À Niamey, l’accalmie apparente qui a suivi les événements du 29 août pourrait bien dissimuler des fissures profondes au sein de l’appareil militaire. Si les autorités affichent une reprise en main, la question de la cohésion de la chaîne de commandement demeure lancinante.

Il faut se méfier des apparences. Dans les rues de la capitale, la vie a repris son cours, et le pouvoir communique avec assurance, laissant penser que l’incident est clos. Mais dans les régimes issus de coups d’État, un retour au calme dans l’espace public ne rime pas toujours avec une normalisation dans les casernes. C’est là que se niche le principal angle mort de la crise nigérienne.

Des informations, rapportées notamment par l’activiste burkinabè Henry Segbo, évoquent une dégradation marquée des relations entre le général Abdourahamane Tiani et le général Moussa Barmou, figure clé des forces spéciales. Ces allégations, non encore confirmées de manière indépendante, méritent une enquête approfondie. Si une partie des forces spéciales a effectivement refusé d’être engagée contre des militaires contestataires, l’affaire dépasserait le cadre d’une simple mutinerie. Elle toucherait au cœur du pouvoir : la loyauté de l’armée envers son chef.

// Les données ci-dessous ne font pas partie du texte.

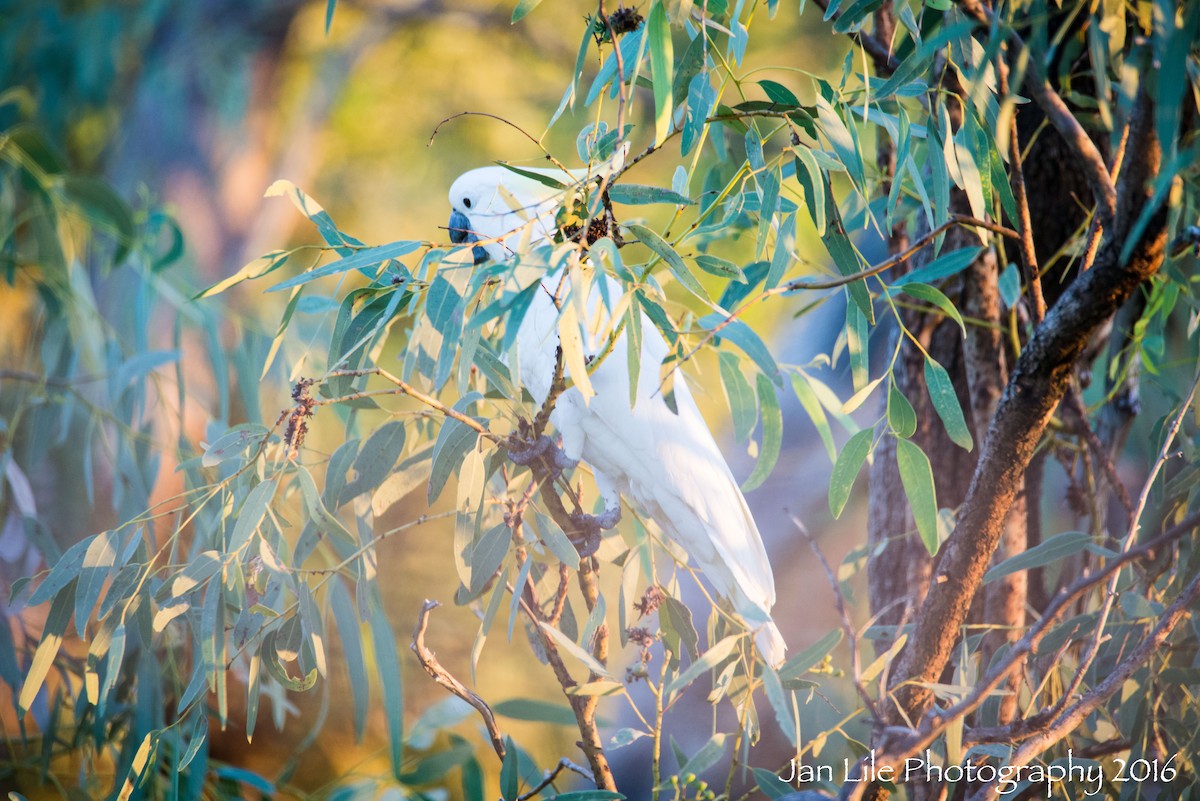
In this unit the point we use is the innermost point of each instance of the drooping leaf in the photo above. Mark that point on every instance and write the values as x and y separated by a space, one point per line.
846 469
669 254
636 194
946 403
772 434
917 477
743 404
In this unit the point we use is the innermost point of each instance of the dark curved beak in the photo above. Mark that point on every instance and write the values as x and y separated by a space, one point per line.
461 234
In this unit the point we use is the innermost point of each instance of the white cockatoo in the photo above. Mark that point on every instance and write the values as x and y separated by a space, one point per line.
667 464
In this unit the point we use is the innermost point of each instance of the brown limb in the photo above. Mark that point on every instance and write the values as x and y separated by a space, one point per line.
583 706
937 721
1038 383
1074 404
875 47
1078 712
551 775
443 678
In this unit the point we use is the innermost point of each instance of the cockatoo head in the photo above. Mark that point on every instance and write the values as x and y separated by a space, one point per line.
498 209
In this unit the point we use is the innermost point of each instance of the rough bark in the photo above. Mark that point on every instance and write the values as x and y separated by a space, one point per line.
1038 383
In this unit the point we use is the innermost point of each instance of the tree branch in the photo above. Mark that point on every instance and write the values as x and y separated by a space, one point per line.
1038 383
443 678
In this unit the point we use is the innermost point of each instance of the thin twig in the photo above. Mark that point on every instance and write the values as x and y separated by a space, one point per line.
1025 222
427 399
1103 190
551 775
1127 542
1075 405
881 54
443 678
801 284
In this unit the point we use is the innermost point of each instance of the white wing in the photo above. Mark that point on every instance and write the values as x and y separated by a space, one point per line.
666 463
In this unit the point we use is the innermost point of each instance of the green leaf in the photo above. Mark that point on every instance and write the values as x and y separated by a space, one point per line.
556 540
1011 285
799 664
917 477
720 267
846 469
454 440
808 397
856 13
946 403
534 175
43 657
745 338
65 571
707 661
943 266
523 7
316 507
376 458
510 772
701 100
537 711
678 632
261 266
105 209
779 92
901 415
487 554
772 434
1050 550
352 648
743 404
935 296
781 705
811 181
708 754
570 646
635 194
361 259
391 682
678 269
253 510
658 30
233 444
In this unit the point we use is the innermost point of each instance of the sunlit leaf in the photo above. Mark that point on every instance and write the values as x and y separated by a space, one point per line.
846 469
946 403
917 477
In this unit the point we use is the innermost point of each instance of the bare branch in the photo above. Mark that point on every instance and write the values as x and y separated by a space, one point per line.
443 678
851 634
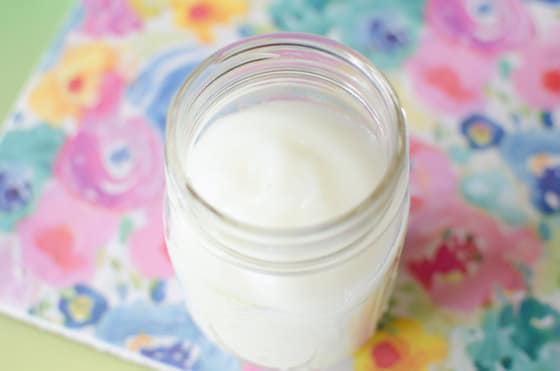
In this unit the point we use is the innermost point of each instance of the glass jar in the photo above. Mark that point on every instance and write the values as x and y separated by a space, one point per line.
300 298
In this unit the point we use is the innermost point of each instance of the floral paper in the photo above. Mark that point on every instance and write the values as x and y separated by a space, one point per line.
81 180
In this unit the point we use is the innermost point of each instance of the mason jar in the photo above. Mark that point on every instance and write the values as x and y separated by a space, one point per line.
303 297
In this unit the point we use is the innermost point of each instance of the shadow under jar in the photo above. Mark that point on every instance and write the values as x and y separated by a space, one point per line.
303 296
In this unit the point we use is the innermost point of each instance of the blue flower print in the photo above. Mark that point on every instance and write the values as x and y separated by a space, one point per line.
522 338
535 158
481 132
163 320
546 194
157 291
156 86
81 306
385 31
26 160
15 190
301 15
178 355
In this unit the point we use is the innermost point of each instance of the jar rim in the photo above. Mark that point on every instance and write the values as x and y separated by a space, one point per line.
302 40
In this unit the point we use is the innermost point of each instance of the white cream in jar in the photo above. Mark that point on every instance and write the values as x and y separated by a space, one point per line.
285 211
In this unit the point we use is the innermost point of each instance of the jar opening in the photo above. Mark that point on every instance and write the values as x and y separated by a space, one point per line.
240 70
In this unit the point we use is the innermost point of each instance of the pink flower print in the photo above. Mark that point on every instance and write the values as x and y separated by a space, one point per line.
111 90
461 255
109 17
17 286
60 240
490 26
449 77
432 178
147 245
115 162
537 79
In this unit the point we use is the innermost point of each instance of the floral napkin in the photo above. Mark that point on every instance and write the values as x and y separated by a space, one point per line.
81 244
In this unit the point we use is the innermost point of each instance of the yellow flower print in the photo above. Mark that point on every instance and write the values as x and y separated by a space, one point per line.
201 16
73 84
405 347
148 8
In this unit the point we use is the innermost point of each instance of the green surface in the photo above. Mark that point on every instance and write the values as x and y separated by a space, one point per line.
26 29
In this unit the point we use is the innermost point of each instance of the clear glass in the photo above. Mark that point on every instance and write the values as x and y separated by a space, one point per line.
300 298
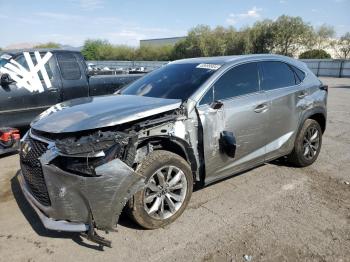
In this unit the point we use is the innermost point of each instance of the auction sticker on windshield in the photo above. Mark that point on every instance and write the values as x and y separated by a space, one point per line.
209 66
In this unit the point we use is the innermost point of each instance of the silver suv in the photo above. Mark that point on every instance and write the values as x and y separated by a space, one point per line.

Le 29 août : ce que l’on sait, et ce que l’on ignore

Le premier écueil est celui de la transparence. Que s’est-il réellement passé le 29 août ? Quelles unités ont été mobilisées ? Lesquelles ont opposé un refus ? Quels ordres ont été donnés, à qui, et à quelle heure ? Et surtout, qui a piloté les opérations durant les heures critiques ? Le récit officiel laisse ces questions en suspens, et dans une crise militaire, les silences en disent parfois long. L’absence de chronologie détaillée alimente plusieurs hypothèses : incident circonscrit à quelques unités, mouvement plus ample mais vite contenu, désaccord entre hauts gradés, ou conflit plus profond sur la gestion du pouvoir. Il revient aux autorités nigériennes de lever ces zones d’ombre, car plus le temps passe, plus les versions parallèles prospèrent.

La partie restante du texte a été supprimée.